关键的是,孤证不立:你从马来西亚弄回来的瓷器,和人家日本有什麽关系?
这次是冲砸人锅去的,不是百分之百的铁证,你看人家鸟不鸟你?
林思成又摇摇头:「退一万步,就算有用,能不能把这几件瓷器弄回来都还是未知数。」
「为什麽弄不回来?」吕所长没听明白,「真的就是真的,假的就是假的,海关还能睁着眼睛说瞎话?」
林思成没说话,一直在旁边装透明的王齐志「嗬」的一声:「老吕,你搞研究,把脑子搞傻了?」「姓王的,你不说话,没人当你是哑吧!」
吕所长捋着袖子就要上,林思成忙拦了一下。
「老吕,你别不服。」王齐志嘴上不饶人,「我举个例子:法律规定,嫌疑人羁押最长不得超过七个月,有罪的就判,没罪的就放。

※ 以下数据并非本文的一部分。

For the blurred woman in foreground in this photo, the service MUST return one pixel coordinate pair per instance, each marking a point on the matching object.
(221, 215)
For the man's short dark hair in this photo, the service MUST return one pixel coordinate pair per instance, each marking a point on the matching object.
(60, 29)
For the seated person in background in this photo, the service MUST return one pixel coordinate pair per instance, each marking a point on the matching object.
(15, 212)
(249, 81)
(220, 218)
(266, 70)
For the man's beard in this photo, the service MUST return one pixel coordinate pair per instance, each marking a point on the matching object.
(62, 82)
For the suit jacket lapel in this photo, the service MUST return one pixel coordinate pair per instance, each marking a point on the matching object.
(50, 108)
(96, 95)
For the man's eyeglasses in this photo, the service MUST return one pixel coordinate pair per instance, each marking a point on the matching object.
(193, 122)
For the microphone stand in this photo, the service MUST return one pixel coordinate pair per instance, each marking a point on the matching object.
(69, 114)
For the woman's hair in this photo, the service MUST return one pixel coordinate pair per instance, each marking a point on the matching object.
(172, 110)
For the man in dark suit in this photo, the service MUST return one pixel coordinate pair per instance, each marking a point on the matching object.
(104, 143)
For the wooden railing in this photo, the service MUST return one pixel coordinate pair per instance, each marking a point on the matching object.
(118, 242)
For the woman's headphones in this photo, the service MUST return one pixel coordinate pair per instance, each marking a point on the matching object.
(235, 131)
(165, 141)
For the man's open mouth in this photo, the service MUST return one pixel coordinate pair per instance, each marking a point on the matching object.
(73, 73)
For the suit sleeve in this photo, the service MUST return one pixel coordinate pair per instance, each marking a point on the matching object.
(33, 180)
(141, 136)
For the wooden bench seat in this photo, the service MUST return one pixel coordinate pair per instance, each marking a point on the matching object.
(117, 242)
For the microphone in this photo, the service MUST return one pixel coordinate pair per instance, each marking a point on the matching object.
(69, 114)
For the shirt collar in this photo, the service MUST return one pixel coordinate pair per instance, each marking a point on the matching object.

但你猜一下,在现实中,从拘留到宣判,最後无罪释放的嫌疑人,羁押最长的纪录是多久?」王齐志比划了一下:「二十八年。」
吕所长愣了一下。
这一次,他听懂了:假的成不了真的,这话没错。
还有一句话说的更好:正义或许会迟到,但绝不会缺席。但问题是,到那个时候,黄花菜都凉了。这还是人,如果是死物呢?
吕呈龙能不能等得住,他和林思成合作的这个项目,能不能等得住?
也别二十八年,给你扣二十八个月,你都得哭爹喊娘……
吕所长牙疼似的咧了一下嘴:「那麽办?要不要,找谁通融一下?」
看吧,怕的就是这个?
王齐志叹了口气:「要能通融,我早找人了!」
吕所长愣了一下:对啊,有王齐志,什麽关系找不到?
「那意思就是,这几件东西,很可能要不出来?」吕所长有点懵,「那怎麽办,重新从国外找?」林思成摇摇头:没有胡胖子,他们从哪找都不知道。
所以,东西很重要,更重要的是这个人……
他托着下巴:「要还是要要的,关键在於,怎麽把这个流程加快一下?」
「怎麽加快?」
「我还没想好!」
吕所长瞪着眼睛:那你不是等於没说?
正腹诽着,电话「叮零零」的一响,吕呈龙看了一眼,连忙接通
打电话过来的是他助理,专门被他安排在罗湖口岸等消息,想来,应该是有结果了。
他迫不及待:「小孙,怎麽样?」
「所长,材料被驳回了!」
「为什麽,材料不全?」
「不是,说是如果我们有异议,只能按程序申诉,同时向法定覆核机构申请覆核,所以这个不归他们管还说,案子虽然发生在他们口岸,但并不是他们查处的,说我们找错了申诉主体。」
「找错了主体,那应该向哪里申诉?」
「没说,只说是让我们申请覆核!」
助手讲的不明所以,吕呈龙也听的一头雾水。
但怪不了他们:多少年了,他们什麽时候干过这个?
按照标准的流程:海关查没一公安调查一一检查院起诉一法院宣判一一审二审终审一一定向捐赠所以,故宫向来都是接到通知,直接去领东西,什麽时候主动向海关要过东西?
来之前,吕呈龙倒是做了功课:如果对海关扣留结果有异议,可逐级申诉,并通过法定覆核机构复鉴。问题是,首先得知道负责这起案件的主体单位:如果是口岸,那就向深市海关申诉。如果是深市海关,那就向省分署申诉。
包括所谓的「法定覆核机构」,说白了就是起诉和监定,同样是一级挨着一级。
但对方不讲清楚,吕所长压根就不知道,该向哪一级申诉,该请哪一级覆核。
正急得冒火,林思成拦了一下:「吕所,你先让孙助理回来,记得要一份回执,一并带回来!」不然怎麽办?
电话里也问不出个所以然。
交待了一句,吕呈龙挂断了电话。
一直等,一直等,傍晚左右,孙助理才回到酒店。